Even if it means I have to suffer through the rest of this party sober…fucking hell.

“Excuse me,” a man says as he runs into my back thanks to my decision to reroute midstride. Flashbacks of Ignorant Einstein turn the corners of my mouth down into a grimace as I turn to face him, but upon inspection, I’m thankful to find a different scientist entirely—Walter White of Breaking Bad.

He’s tall. Fit. His shoulders are the perfect kind of broad beneath his well-fitted and dapper tuxedo.
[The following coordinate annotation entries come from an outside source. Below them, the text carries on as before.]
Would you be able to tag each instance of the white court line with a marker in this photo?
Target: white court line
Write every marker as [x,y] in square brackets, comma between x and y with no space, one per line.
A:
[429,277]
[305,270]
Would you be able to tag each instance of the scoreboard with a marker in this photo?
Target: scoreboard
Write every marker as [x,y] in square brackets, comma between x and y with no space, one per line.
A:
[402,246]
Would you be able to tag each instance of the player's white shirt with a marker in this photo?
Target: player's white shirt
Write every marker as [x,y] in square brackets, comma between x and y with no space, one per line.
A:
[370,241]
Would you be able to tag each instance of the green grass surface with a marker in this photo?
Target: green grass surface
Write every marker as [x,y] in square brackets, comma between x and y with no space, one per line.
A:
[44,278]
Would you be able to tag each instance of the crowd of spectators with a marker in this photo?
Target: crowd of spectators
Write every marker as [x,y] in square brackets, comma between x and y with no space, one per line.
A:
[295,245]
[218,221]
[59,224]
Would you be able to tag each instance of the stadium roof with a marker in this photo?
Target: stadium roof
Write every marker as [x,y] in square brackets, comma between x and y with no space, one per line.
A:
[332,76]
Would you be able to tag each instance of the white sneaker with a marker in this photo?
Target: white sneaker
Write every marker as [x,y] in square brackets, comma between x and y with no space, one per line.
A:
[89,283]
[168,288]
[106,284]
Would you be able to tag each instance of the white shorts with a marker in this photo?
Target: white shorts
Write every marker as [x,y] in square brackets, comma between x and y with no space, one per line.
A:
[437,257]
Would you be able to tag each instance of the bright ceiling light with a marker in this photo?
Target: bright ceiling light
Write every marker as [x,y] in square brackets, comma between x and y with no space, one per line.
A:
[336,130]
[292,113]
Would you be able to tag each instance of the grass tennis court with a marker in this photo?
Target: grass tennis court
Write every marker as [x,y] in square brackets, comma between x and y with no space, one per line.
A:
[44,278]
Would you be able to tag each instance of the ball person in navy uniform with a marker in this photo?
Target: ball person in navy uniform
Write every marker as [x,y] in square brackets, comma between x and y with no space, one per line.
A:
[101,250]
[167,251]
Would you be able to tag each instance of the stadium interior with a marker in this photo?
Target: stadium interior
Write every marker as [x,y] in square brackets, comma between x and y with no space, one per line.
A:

Even though I have no idea what his face looks like beneath the mask, the rest is a welcome sight for my eyes.

“My bad, Walt,” I apologize. “I’m the one who switched directions.”

He laughs and rubs a tanned, long-fingered hand across the black-and-white material at his chest. “Well, in that case, I Better Call Saul.”

I smile at that, Beyoncé and her rubber-masked cockblocking be damned, and look to the ground self-consciously.

My feet feel like they’re bleeding, my dress might as well be painted on, and I’m starting to sweat under this stupid mask, but finally, the evening seems to be looking up.

“Would you like to get a drink?” Walt asks, and I can’t contain the fervor in my nod.

“God, yes.”

He holds out a hand to indicate I should lead the way when I remember my little mishap with the bartender and the possibility of, you know, poison.

“Ah, hell.”

“What’s wrong?”

“Oh. Well, see, I didn’t make the best impression on Karen earlier, and I don’t really think she’s going to do cartwheels at the idea of serving me again.”

“She’s an employee of the hotel. It’s her job.”

“Yeah.” I laugh. “I guess you haven’t seen the movie Waiting.”

He’s silent for a moment, perhaps considering the absolutely disgusting subject matter of that movie, before changing his tune. “Okay. You wait here. I’ll get the drinks. What do you like?”

“Tropical vacations. Reruns of The Office. New Kids on the Block. Kittens—”

“To drink.” I swear I can hear a soft chuckle escape his lips, but I can’t be sure over the music pounding from the speakers. “What do you like to drink?”